With more digitization, advanced machine learning and AI techniques have been deployed to cater to the increase in demand of KYC in an efficient manner. The manual process has been replaced with automation, which reduces the human errors along with cost metrics, and failures associated with a better customer understanding. According to the industry experts, over 12 percent of businesses are moving towards automation, and are employing robotics to enhance the rate of productivity along with transactional efficiency, and reduction in non-compliance costs.
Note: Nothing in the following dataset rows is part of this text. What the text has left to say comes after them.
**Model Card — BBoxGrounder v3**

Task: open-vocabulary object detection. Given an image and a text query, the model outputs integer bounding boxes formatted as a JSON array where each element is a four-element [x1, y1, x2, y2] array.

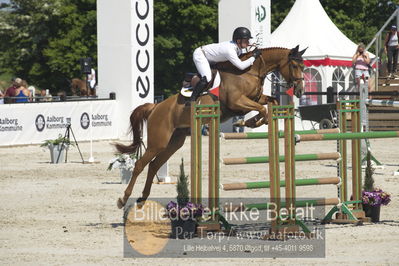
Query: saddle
[[180, 69, 220, 97]]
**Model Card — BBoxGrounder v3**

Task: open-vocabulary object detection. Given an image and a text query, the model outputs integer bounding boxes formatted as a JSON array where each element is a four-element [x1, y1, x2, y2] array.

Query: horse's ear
[[290, 44, 299, 55], [299, 47, 309, 56]]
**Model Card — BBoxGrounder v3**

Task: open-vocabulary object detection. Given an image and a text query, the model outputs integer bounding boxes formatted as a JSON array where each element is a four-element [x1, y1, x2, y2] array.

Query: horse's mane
[[214, 47, 290, 74]]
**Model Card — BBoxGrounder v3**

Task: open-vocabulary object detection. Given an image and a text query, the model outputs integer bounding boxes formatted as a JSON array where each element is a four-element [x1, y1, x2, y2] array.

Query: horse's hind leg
[[137, 129, 188, 202], [117, 148, 160, 209]]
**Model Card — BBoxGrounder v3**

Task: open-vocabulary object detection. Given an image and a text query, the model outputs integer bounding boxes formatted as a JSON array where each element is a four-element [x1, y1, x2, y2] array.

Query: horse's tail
[[114, 103, 156, 153]]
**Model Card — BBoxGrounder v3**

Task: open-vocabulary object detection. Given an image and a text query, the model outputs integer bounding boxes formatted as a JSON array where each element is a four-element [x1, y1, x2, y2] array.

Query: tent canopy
[[270, 0, 371, 67]]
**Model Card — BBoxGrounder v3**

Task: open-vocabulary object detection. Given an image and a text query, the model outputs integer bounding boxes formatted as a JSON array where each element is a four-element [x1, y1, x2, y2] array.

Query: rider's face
[[237, 39, 249, 49]]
In real time scenario, the data that is being collected from the clients are increasing and at the same time, human interpretations fail to process, analyze the collected data, and it is challenging to manually handle the complete process. With advantages of AI, the data obtained can be easily processed, and stored in the centralized system, thereby mitigating the losses due to human interventions.
In the banking sector, the probability of clients having multiple accounts is more and is a tedious task for bank authorities to look after those accounts. This drawback can be limited by deploying AI, KYC, and monitoring through personalized bots. AI’s dynamic automated scrutinization process helps in alleviating the uncertainty and understanding the customer requirements to achieve a better business relationship.
Furthermore, communication is a key source to perform overall financial activities effectively. Also, the trust factor is an important metric to ensure security and governance on the customer data and their online transactions. Through AI, both the aspects can be achieved through high-end authentication protocol and automated robotic chatbots. Moreover, the deployment of AI technologies such as machine learning, natural learning processing (NLP), and natural language understanding (NLU) help capture insights about customer sentiments, feedback, and evaluate the overall performance in terms of accuracy, precision, and total time consumption.
Although AI and automation have provided several benefits to the financial and industrial sectors, there arise certain limitations concerning data security and trust. Furthermore, fraudsters are looking for new approaches to extract customer data, which can be used for certain criminal activities. This limitation can be overcome by developing a high-end security protocol comprising hybrid machine learning protocols.